Well, that's good to know.
300 hours in.
I'm going to go stand over there now.
FFFFFFFFFFFFFFFFFFFFFFFFFFFFFFFFFFFFFFFFFFFFFFFFFFFFUU-
Either wiring that the reactor auto shutdown when it draws power from the docking hatch, or make a button to shut it down from whereever you want to.
The purpose of the bang-bang circuitry isn't to conserve fuel, but to create a fast reacting maintenance free control system that never overvolts the system. It does use more fuel tho.
Easy, craft a Reactor PDA (engineer tier1 talent). Lets you monitor the reactor condition from any distance and turn it on/off - we usually have those on both captain and engineer players.
You cannot switch fuel rods or manually control the reactor with this thing, though.
I am still having a very hard time to understand those kind of reactor circuits to begin with. Is there an extensive guide how all of them works?
UnluckyDuckie was so nice to explain one of them to me (I am still not sure if I understood it), but there seems to be several kind of. Some say undervolting is the way to go. I do not even know what it means in terms of benefits and disadvantages.
My friend e.g. says the reactor should always be around 5000 because anything less does cost more fuel to generate energy. But that sounds like it would contradict what you mentioned with the circuitry burning through more fuel?
I just know overvolting is bad and causes damages. At least that is why I have overvolting protections for my electronics at home. I guess so, at least...
Components, you mean? There is a wiki. https://barotraumagame.com/wiki/Wiring_Components
Plenty of youtube videos on how to fine-tune your reactor using components. Or you can just find a modded sub that suits your needs. Triton, for instance, has a reactor that's designed to work on lowest possible fuel consumption when set to automatic (so it provides the lowest possible power output for your systems to work, but no more than that).
More like how the components work together. I am not even able to make a "if A then B, otherwise C" controller, because I am lacking a basic understand of what works together and what not.
I tried three hours without success to make ducts work like this:
open ducts when water in the room is detected - but keep close if water > 90% is detected in the room below.
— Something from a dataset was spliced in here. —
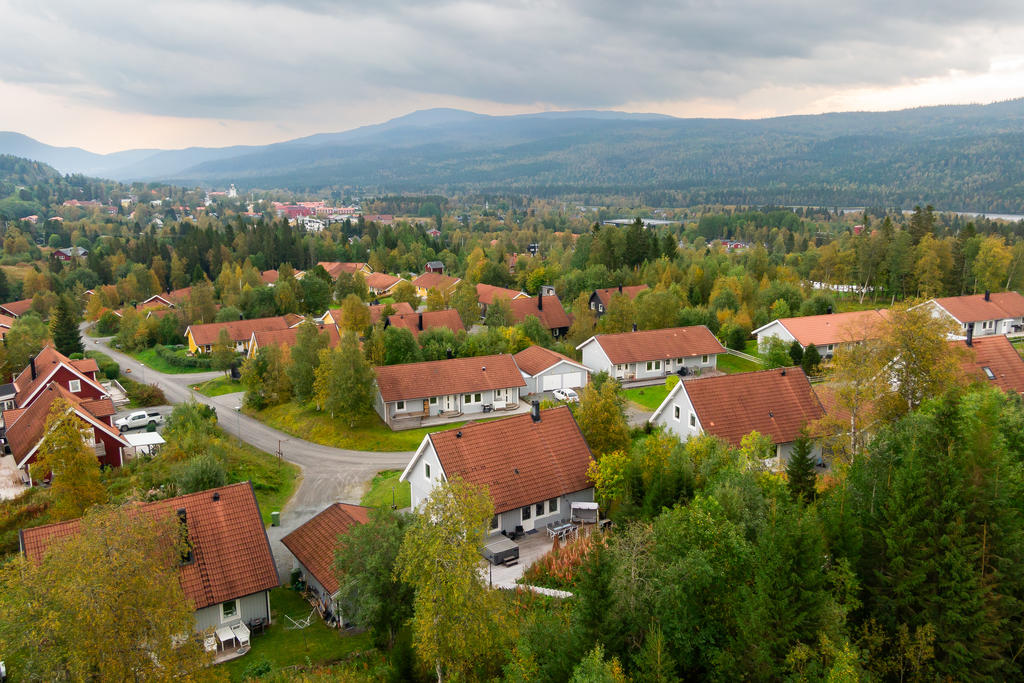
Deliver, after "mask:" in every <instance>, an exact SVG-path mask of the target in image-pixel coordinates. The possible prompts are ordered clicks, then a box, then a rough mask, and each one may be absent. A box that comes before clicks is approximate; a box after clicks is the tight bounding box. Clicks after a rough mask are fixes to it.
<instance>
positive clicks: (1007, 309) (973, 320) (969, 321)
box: [920, 292, 1024, 338]
mask: <svg viewBox="0 0 1024 683" xmlns="http://www.w3.org/2000/svg"><path fill="white" fill-rule="evenodd" d="M920 305H922V306H928V307H929V308H930V309H931V311H932V314H933V315H935V316H936V317H939V316H945V317H948V318H950V319H952V321H953V322H955V323H956V324H957V325H958V326H961V329H962V330H963V331H964V333H963V336H965V337H966V336H967V331H968V327H969V326H970V325H972V324H973V325H974V337H975V338H977V337H988V336H991V335H1020V334H1022V333H1024V296H1021V295H1020V294H1019V293H1017V292H985V293H984V294H966V295H964V296H958V297H942V298H939V299H930V300H929V301H926V302H925V303H923V304H920Z"/></svg>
I tried with or, not and equal components, but the result is just that the ducts never opened... even with me exchanging components with and or greater as or signalcheck... I just cannot make it work.
That is especially hard with those reactor circuits which aim for certain conditions all the time.
Thank for the tip with the Triton! I like that ship. Though the issue still remains for me not understand how they work and why undervolting/low temperature/high temperature/overvolting is good/bad.
Don't sweat it, most players never used a single component, let alone all of them. If you're only interested in reactor mechanics, it should be fairly simple to understand. Again, the wiki explains it better than I ever could.
https://barotraumagame.com/wiki/Nuclear_Reactor
It's not necessary to connect components to vanilla sub reactors - they should work just fine on automatic (or manned by bot engineer - whatever suits you). While you can make them more fuel efficient / faster responding, it's really not required.
If you don't feel like experimenting with components ingame, you can always do it in sub editor, using any sub (both vanilla and modded) as a base. With experimentation comes understanding, if you're *really* into the whole wiring/components game.